La Piattaforma intergovernativa di scienza e politica sulla biodiversità e i servizi ecosistemici, conosciuta come IPBES, ha pubblicato una sintesi dello studio il 6 maggio a Parigi.
“Le prove schiaccianti della valutazione globale dell’IPBES, provenienti da una vasta gamma di diversi campi di conoscenza, presentano un quadro inquietante”, ha detto Robert Watson, un chimico che presiede l’IPBES, in una dichiarazione da parte della piattaforma. “Stiamo erodendo le basi stesse delle nostre economie, mezzi di sussistenza, sicurezza alimentare, salute e qualità della vita in tutto il mondo”.

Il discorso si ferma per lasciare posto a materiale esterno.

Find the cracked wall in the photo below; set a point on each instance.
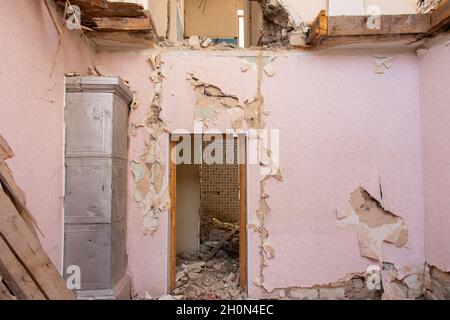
(435, 98)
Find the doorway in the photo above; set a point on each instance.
(208, 216)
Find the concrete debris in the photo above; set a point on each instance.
(373, 224)
(198, 43)
(352, 288)
(304, 293)
(382, 63)
(436, 283)
(194, 42)
(218, 279)
(280, 21)
(269, 70)
(245, 67)
(151, 189)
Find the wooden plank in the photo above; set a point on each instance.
(389, 25)
(28, 250)
(87, 3)
(173, 206)
(440, 18)
(122, 24)
(110, 9)
(16, 194)
(5, 150)
(16, 277)
(5, 294)
(243, 222)
(319, 29)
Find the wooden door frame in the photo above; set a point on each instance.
(172, 218)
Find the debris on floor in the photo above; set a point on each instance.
(26, 272)
(213, 272)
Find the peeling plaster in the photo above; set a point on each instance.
(373, 223)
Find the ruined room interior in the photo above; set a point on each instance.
(224, 150)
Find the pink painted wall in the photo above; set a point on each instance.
(147, 258)
(341, 127)
(31, 108)
(434, 66)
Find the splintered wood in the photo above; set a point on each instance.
(26, 271)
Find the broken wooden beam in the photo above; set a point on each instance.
(5, 150)
(319, 29)
(25, 246)
(440, 17)
(5, 294)
(122, 24)
(222, 242)
(387, 25)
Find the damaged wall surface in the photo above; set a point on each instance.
(317, 146)
(330, 108)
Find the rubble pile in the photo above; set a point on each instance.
(213, 272)
(197, 43)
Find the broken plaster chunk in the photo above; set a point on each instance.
(332, 293)
(304, 293)
(206, 43)
(269, 70)
(245, 67)
(194, 42)
(373, 224)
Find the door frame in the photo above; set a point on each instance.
(173, 214)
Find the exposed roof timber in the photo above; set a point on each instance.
(440, 18)
(329, 31)
(128, 23)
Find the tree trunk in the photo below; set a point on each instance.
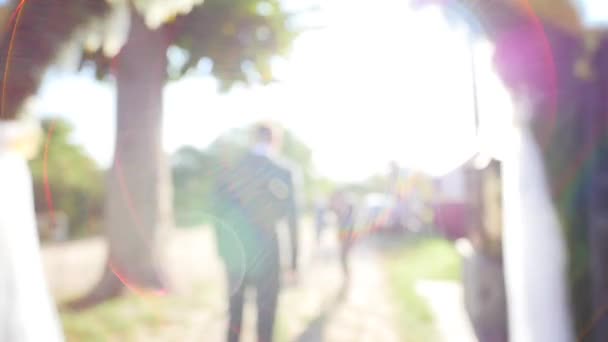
(138, 199)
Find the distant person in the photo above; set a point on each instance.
(320, 218)
(342, 204)
(253, 194)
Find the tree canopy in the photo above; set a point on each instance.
(74, 180)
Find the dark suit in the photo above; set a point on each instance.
(251, 198)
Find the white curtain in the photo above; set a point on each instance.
(534, 248)
(27, 312)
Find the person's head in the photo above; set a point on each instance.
(267, 134)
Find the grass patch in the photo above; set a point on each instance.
(428, 258)
(133, 318)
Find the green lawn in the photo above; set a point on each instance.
(135, 318)
(427, 258)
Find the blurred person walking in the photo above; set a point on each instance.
(253, 195)
(343, 205)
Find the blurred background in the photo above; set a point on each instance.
(465, 137)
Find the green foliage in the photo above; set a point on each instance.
(137, 318)
(428, 259)
(34, 39)
(76, 182)
(240, 37)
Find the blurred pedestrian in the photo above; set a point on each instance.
(343, 205)
(252, 196)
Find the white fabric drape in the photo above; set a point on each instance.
(534, 247)
(27, 312)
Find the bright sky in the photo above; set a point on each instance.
(379, 83)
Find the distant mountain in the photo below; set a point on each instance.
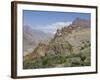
(78, 22)
(67, 40)
(32, 37)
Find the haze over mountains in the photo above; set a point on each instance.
(69, 46)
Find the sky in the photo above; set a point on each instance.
(50, 21)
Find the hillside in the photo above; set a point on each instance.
(70, 46)
(32, 37)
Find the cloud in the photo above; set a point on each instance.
(51, 28)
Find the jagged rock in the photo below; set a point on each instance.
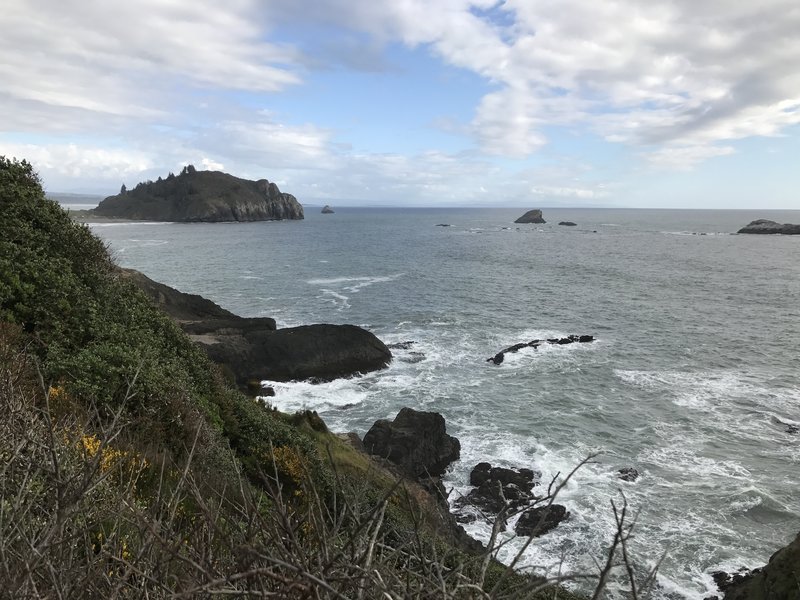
(500, 356)
(628, 474)
(401, 345)
(497, 488)
(767, 226)
(252, 349)
(777, 580)
(539, 520)
(201, 196)
(417, 441)
(524, 479)
(532, 216)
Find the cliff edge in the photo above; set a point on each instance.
(201, 196)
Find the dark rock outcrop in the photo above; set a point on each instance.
(201, 196)
(500, 356)
(777, 580)
(253, 349)
(416, 441)
(320, 352)
(541, 519)
(532, 216)
(497, 488)
(767, 226)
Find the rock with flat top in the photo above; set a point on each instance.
(416, 441)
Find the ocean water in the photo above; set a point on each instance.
(694, 379)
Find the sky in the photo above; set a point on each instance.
(663, 103)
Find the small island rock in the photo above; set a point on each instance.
(767, 226)
(416, 440)
(201, 196)
(253, 349)
(538, 521)
(532, 216)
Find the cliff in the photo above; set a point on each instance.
(252, 349)
(201, 196)
(777, 580)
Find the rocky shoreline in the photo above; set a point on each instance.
(767, 227)
(200, 196)
(253, 349)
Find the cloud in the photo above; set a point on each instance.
(638, 73)
(683, 158)
(65, 161)
(126, 59)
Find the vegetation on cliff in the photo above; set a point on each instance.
(207, 196)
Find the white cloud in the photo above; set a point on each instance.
(126, 58)
(582, 193)
(640, 73)
(683, 158)
(56, 162)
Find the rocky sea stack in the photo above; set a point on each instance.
(532, 216)
(201, 196)
(767, 226)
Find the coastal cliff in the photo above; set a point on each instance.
(201, 196)
(252, 349)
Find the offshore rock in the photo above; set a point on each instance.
(628, 474)
(416, 441)
(253, 349)
(538, 521)
(532, 216)
(500, 356)
(201, 196)
(766, 226)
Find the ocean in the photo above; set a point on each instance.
(693, 380)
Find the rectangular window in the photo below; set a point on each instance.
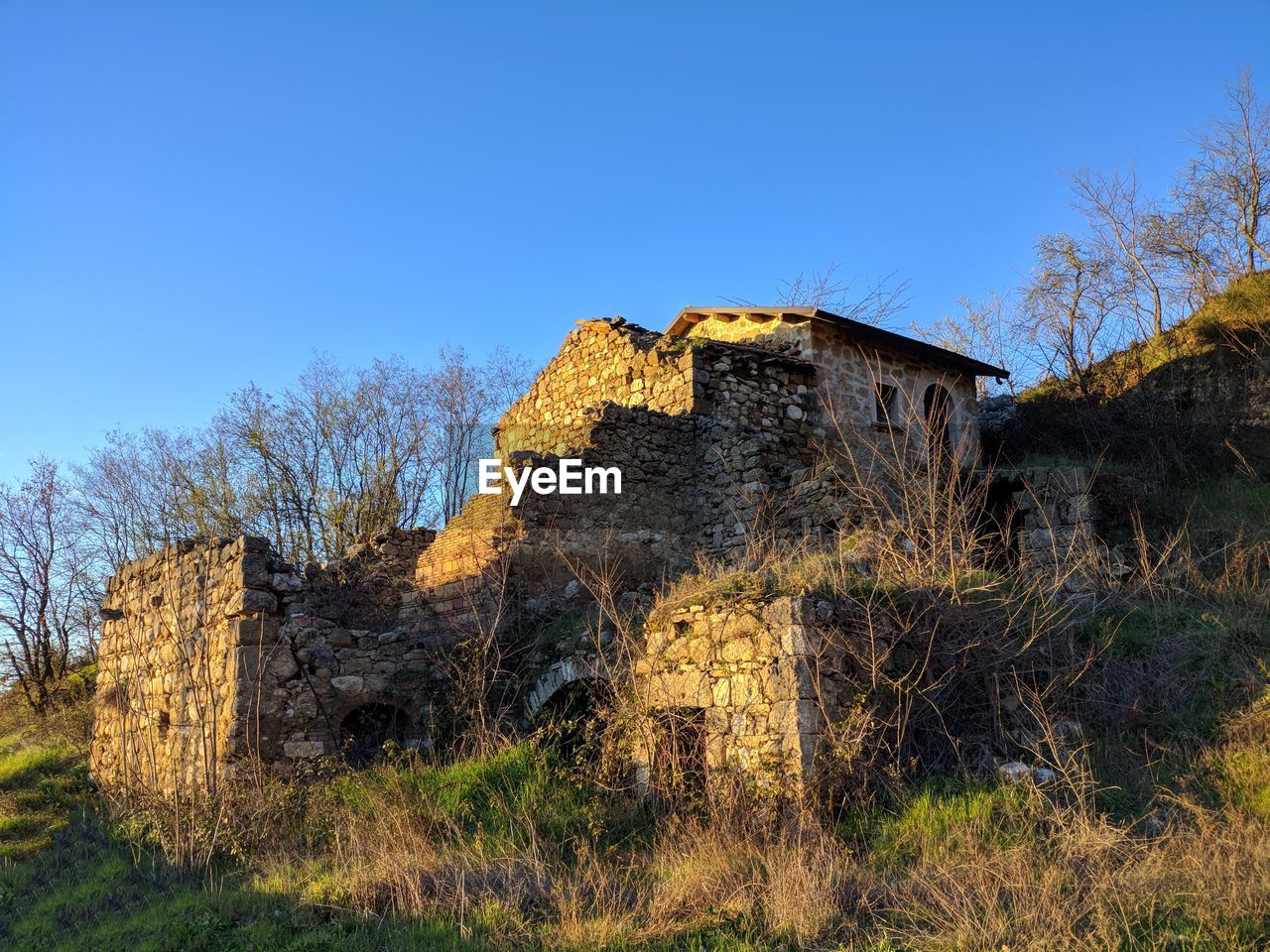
(885, 409)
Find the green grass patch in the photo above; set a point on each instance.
(942, 817)
(40, 785)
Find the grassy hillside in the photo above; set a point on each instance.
(1193, 403)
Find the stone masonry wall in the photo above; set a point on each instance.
(747, 669)
(214, 651)
(848, 376)
(598, 362)
(180, 633)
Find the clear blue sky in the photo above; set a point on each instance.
(193, 195)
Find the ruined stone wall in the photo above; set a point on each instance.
(1053, 516)
(181, 631)
(218, 649)
(701, 433)
(848, 375)
(747, 329)
(756, 436)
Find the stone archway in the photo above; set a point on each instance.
(365, 729)
(564, 671)
(938, 416)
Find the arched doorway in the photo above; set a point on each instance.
(938, 407)
(366, 729)
(572, 720)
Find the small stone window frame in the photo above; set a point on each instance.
(887, 412)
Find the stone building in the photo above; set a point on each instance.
(867, 376)
(214, 649)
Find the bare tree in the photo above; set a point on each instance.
(466, 403)
(1120, 229)
(982, 330)
(1219, 227)
(325, 463)
(45, 593)
(881, 301)
(1067, 311)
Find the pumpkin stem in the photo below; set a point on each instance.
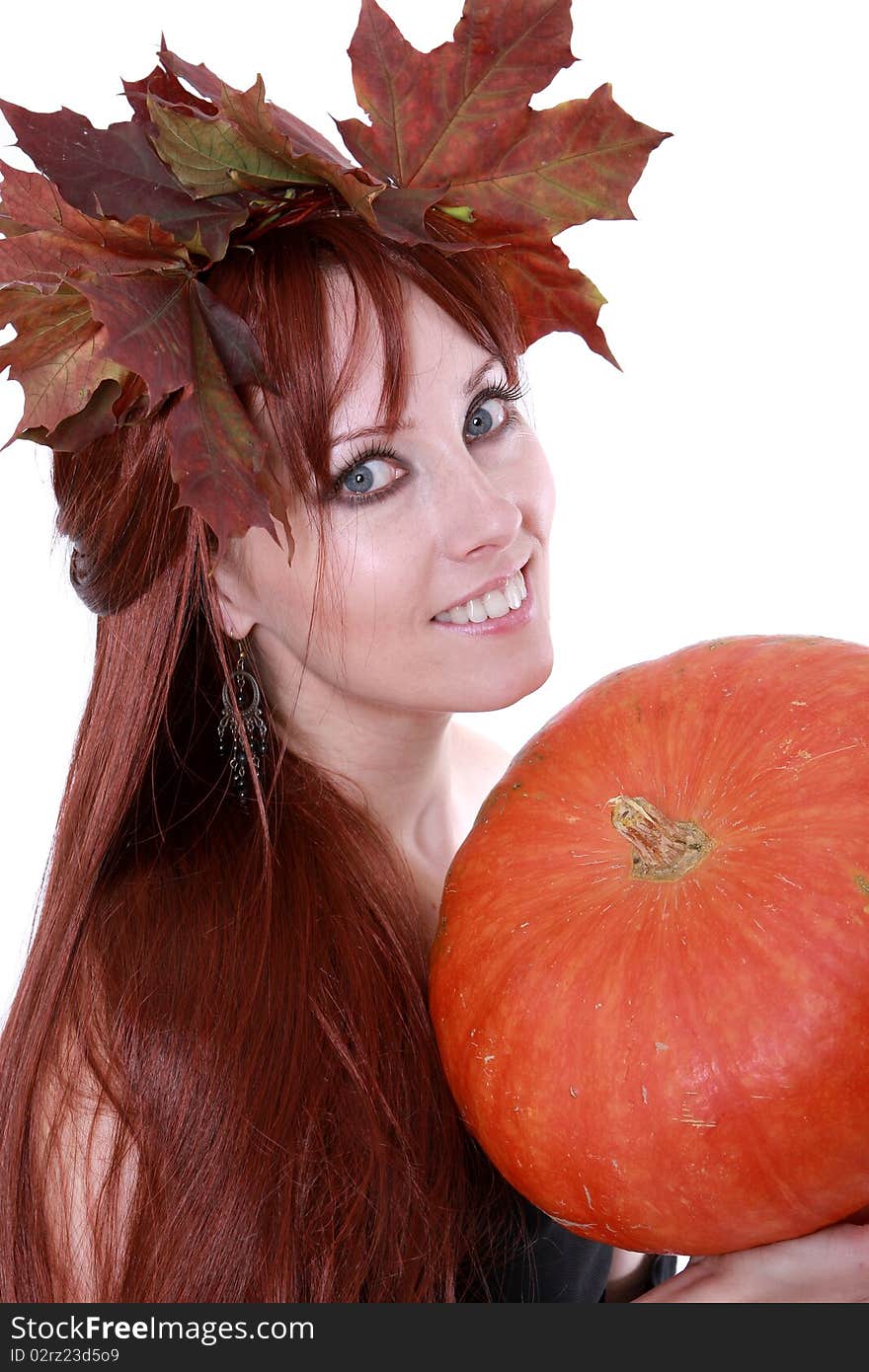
(664, 850)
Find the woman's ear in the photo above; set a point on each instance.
(232, 591)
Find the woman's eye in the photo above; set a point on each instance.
(357, 479)
(479, 409)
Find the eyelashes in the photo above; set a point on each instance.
(378, 449)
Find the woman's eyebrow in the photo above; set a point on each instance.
(373, 431)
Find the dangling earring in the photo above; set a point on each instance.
(254, 727)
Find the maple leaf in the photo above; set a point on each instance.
(55, 240)
(250, 123)
(166, 88)
(210, 155)
(218, 460)
(179, 338)
(460, 114)
(56, 355)
(115, 172)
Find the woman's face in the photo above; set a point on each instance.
(452, 513)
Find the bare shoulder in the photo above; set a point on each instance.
(481, 762)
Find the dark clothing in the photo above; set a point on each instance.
(552, 1263)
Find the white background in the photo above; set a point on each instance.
(715, 486)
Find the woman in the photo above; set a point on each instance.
(218, 1075)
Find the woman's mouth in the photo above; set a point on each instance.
(510, 607)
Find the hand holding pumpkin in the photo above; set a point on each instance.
(830, 1265)
(650, 982)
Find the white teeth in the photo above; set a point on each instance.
(492, 605)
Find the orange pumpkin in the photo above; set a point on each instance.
(650, 982)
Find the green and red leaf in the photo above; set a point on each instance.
(213, 155)
(220, 463)
(459, 114)
(116, 172)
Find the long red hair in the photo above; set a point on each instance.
(218, 1079)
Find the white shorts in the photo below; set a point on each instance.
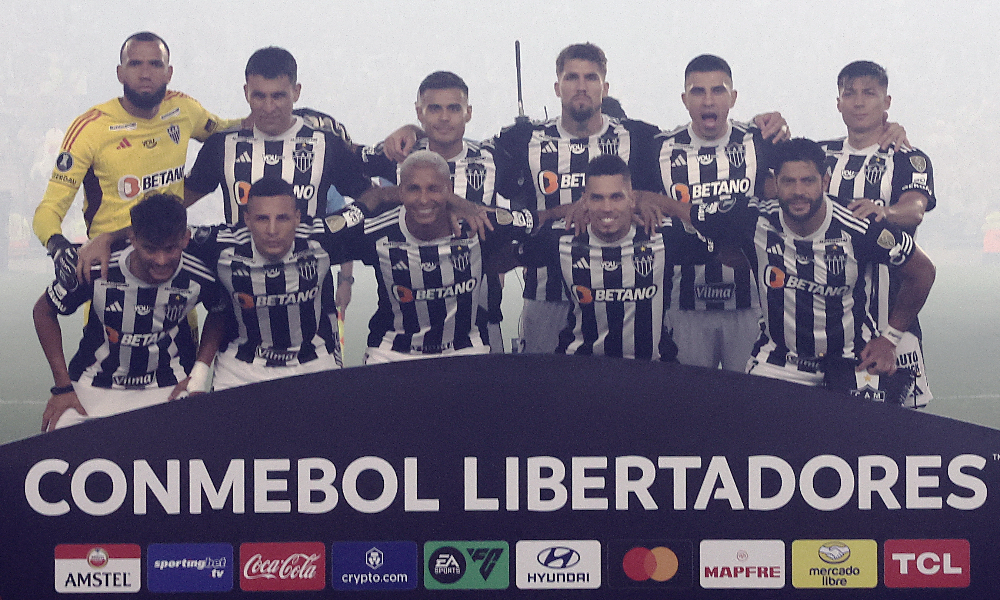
(909, 354)
(102, 402)
(540, 325)
(708, 338)
(232, 372)
(378, 356)
(789, 372)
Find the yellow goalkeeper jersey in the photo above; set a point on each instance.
(119, 158)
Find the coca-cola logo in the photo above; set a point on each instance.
(283, 566)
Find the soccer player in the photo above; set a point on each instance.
(431, 286)
(811, 258)
(280, 145)
(123, 149)
(713, 312)
(614, 272)
(136, 346)
(443, 111)
(276, 270)
(880, 184)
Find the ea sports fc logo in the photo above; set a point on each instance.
(642, 564)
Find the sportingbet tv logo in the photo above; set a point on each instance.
(467, 565)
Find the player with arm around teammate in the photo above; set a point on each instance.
(894, 184)
(810, 256)
(136, 346)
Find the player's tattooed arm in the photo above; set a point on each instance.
(907, 212)
(50, 337)
(773, 127)
(400, 143)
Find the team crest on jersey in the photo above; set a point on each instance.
(886, 239)
(609, 145)
(736, 154)
(460, 259)
(836, 259)
(875, 169)
(176, 305)
(64, 162)
(303, 157)
(308, 269)
(642, 260)
(475, 175)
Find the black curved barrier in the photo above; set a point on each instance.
(602, 478)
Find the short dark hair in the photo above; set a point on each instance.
(158, 219)
(863, 68)
(442, 80)
(586, 51)
(799, 149)
(270, 186)
(142, 36)
(609, 164)
(707, 63)
(272, 62)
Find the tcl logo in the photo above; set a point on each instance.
(283, 566)
(926, 563)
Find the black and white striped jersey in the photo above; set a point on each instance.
(137, 335)
(282, 313)
(544, 165)
(729, 169)
(882, 176)
(431, 294)
(312, 160)
(616, 289)
(473, 171)
(814, 290)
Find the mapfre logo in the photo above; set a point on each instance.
(927, 563)
(282, 566)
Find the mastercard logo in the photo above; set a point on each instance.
(548, 182)
(642, 564)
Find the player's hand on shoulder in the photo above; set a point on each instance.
(865, 208)
(400, 143)
(878, 357)
(96, 251)
(893, 135)
(56, 406)
(773, 127)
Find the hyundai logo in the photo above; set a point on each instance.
(558, 557)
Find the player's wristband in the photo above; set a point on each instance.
(892, 334)
(198, 381)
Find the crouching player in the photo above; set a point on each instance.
(137, 345)
(614, 272)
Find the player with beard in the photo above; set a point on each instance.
(122, 150)
(811, 259)
(875, 182)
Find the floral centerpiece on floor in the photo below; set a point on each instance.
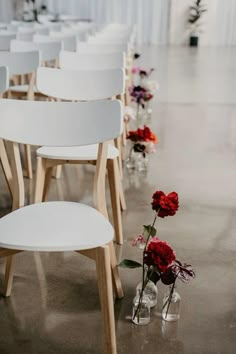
(159, 259)
(143, 142)
(143, 89)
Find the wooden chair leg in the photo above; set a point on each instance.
(40, 179)
(118, 146)
(106, 298)
(47, 183)
(6, 166)
(29, 171)
(58, 171)
(122, 198)
(117, 286)
(9, 273)
(114, 184)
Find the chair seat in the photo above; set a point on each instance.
(88, 152)
(55, 226)
(21, 88)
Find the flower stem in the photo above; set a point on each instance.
(144, 279)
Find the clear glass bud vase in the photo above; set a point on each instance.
(151, 291)
(141, 309)
(141, 161)
(171, 305)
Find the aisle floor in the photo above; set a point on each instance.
(54, 307)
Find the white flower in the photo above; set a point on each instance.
(152, 86)
(150, 148)
(129, 113)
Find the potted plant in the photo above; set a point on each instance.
(196, 11)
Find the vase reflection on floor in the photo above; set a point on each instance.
(137, 161)
(141, 309)
(150, 291)
(171, 306)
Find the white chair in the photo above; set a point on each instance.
(90, 48)
(63, 226)
(69, 40)
(25, 34)
(83, 61)
(49, 51)
(22, 64)
(83, 86)
(4, 83)
(5, 40)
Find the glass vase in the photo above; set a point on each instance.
(171, 305)
(151, 291)
(141, 309)
(141, 161)
(131, 159)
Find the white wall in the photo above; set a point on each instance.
(218, 23)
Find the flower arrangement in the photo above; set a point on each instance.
(129, 114)
(142, 72)
(159, 259)
(140, 95)
(144, 140)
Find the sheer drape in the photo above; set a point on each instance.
(224, 26)
(151, 16)
(6, 10)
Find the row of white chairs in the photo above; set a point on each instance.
(62, 226)
(68, 132)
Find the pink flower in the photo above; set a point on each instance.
(129, 114)
(135, 70)
(138, 240)
(150, 148)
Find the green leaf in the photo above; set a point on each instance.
(149, 230)
(128, 263)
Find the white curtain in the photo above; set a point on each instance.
(6, 10)
(151, 16)
(224, 27)
(218, 23)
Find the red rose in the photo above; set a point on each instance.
(159, 254)
(165, 205)
(142, 135)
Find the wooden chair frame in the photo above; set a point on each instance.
(104, 256)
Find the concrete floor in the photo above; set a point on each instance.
(54, 307)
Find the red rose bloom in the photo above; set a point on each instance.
(142, 135)
(159, 254)
(165, 205)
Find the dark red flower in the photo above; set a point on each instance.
(159, 254)
(165, 205)
(142, 135)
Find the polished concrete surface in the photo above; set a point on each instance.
(54, 307)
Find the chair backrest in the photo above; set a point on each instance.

L’IPBES, che comprende rappresentanti provenienti da oltre 130 Paesi, prevede di pubblicare l’intero rapporto di 1.500 pagine, il più ampio fino ad oggi sul declino della biodiversità e il modo in cui si relaziona alla sopravvivenza umana, entro la fine dell’anno. Si tratta del risultato di un’indagine su circa 15.000 studi condotti da 145 ricercatori. Le prospettive per le specie con cui condividiamo il pianeta – e da cui dipendiamo – sono terribili, secondo gli autori.
Sulla terraferma, il numero di specie si è ridotto in media del 20 percento, soprattutto negli ultimi 120 anni. I gruppi sensibili di animali sono stati colpiti in modo particolarmente duro, con il 40% di anfibi e circa un terzo rispettivamente di coralli e mammiferi marini che si trovano di fronte a una possibile estinzione.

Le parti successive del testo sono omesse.